Prior to his appointment at CSULB, Dr. Binnall was an Associate Professor of Law at the Savannah Law School (2014-2015) and a Law Teaching Fellow at the Georgetown University Law Center (2011-2013). At CSULB, Dr. Binnall is the Faculty Advisor for Rising Scholars and the Executive Director of Project Rebound – both organizations that work to ensure the success of formerly incarcerated and system involved students on campus.
Dr. Binnall’s research focuses on the civic marginalization of those with criminal convictions, parole and post-release, and conditions of confinement. His primary research focus examines the exclusion of individuals with a felony conviction from the jury process. The nation’s leading scholar on the topic, Dr. Binnall has testified for the U.S. Commission on Civil Rights and presented his research to the American Bar Association’s Jury Commission. He has published numerous articles in both law reviews and social science journals, and is the author of the first book devoted to the issue of record-based juror exclusion: Twenty Million Angry Men: The Case for Including Convicted Felons in Our Jury Process (University of California Press, 2021).
Frankie Guzman
Francis (“Frankie”) V. Guzman is a youth justice policy attorney and Director of the Youth Justice Initiative at the National Center for Youth Law in Oakland, California. Frankie works to eliminate the practice of prosecuting and incarcerating children in California’s adult criminal justice system, reduce incarceration and justice system involvement, and increase developmentally appropriate services for youth in communities statewide.

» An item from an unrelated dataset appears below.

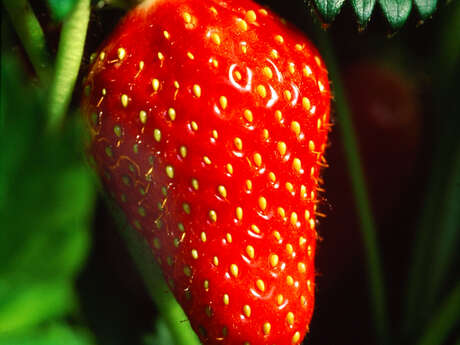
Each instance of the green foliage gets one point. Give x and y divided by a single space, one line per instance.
46 200
61 8
395 11
55 334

At age 15, he was arrested for armed robbery and, on his first offense, was sentenced to serve 15 years in the California Youth Authority. Released on parole after serving six years, Frankie enrolled in Oxnard College and transferred to UC Berkeley where he earned a BA in English. Frankie graduated from UCLA School of Law and became an expert in juvenile law and policy with a focus on ending the prosecution of youth as adults.
Through partnerships with public agencies, community organizations, and advocacy groups, Guzman has helped lead California’s effort to dramatically reduce the number of youth prosecuted as adults and serving time in adult prisons, reduce the number of youth incarcerated and involved in the juvenile justice system, and increase funds and resources for community-based services for youth statewide.